トレーサビリティ強化と指定農場ウール調達プロジェクト
サプライチェーンの透明性向上に向け、2025年からオーストラリアの指定農場でウールを調達する新プロジェクトを開始した。動物福祉・環境・人権・労働安全の観点からトライアル監査を実施し、深刻な課題がないことを確認している。この取り組みは、綿やカシミヤなど他素材でも進めてきた「原材料調達まで全工程を自社基準で管理する」方針の一環。2023年には綿商品を対象に紡績工場を特定し、定期監査を導入。2024年にはカシミヤ100%商品の生産サプライヤーを特定し、2024年秋冬商品から洗毛工場と紡績工場への定期トレーサビリティ監査を導入している。
2030年度主要サステナビリティ目標の進捗
- 自社領域(店舗・オフィス)GHG排出量:2030年までに90%削減目標に対し、2024年時点で83.3%削減を達成
- 再生可能エネルギー調達比率:2030年100%目標に対し、2024年で84.7%
- リサイクル素材などの使用割合:2030年に全素材の約50%目標に対し、2025年で19.4%
- サプライチェーンGHG排出量:2030年30%削減目標に引き上げ(2024年時点で18.6%削減)

社会貢献・ダイバーシティ推進の取り組み
社会貢献の取り組みとして2025年8月期は、社会貢献活動に123億円を拠出し、594万着の衣料支援を実施した(受益者485万人)。「PEACE FOR ALL」チャリティTシャツプロジェクトでは累計862万枚を販売し、寄付総額は25億円を超えた。難民支援では「Displacement Film Fund」への支援も開始している。
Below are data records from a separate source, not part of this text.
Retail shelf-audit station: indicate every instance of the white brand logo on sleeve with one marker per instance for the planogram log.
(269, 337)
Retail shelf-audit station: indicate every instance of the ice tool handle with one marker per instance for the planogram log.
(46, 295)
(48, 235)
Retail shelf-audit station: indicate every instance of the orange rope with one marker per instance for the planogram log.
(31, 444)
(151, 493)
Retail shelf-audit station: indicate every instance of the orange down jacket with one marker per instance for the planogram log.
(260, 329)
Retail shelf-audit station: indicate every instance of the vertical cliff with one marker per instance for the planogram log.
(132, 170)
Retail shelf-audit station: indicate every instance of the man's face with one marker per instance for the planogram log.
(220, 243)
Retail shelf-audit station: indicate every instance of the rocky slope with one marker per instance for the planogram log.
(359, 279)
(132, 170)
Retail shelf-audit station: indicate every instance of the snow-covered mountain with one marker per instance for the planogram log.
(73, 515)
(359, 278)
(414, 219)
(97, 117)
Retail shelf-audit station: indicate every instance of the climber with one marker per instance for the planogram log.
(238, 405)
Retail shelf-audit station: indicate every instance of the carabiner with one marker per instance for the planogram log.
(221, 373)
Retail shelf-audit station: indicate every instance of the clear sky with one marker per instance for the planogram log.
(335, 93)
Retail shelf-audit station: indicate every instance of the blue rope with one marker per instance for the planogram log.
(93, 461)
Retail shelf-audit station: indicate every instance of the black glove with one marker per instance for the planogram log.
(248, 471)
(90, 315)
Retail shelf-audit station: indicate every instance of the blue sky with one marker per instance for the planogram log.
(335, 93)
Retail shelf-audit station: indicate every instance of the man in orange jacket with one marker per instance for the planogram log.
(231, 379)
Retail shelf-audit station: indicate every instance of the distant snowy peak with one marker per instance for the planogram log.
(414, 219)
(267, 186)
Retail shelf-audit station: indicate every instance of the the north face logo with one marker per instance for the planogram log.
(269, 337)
「LifeWear」を生かし続ける主な取り組みとして、服のリペア・リメイクサービス「RE.UNIQLO STUDIO」を22か国・63店舗に拡大。2023年に始動した古着プロジェクトは、日本の3店舗でトライアル販売を継続している。
ダイバーシティ&インクルージョン推進では、女性管理職比率が2030年50%目標に対し、2025年で45.5%に到達。日本国籍以外の管理職比率は2030年80%目標に対し、2025年で53.6%となった。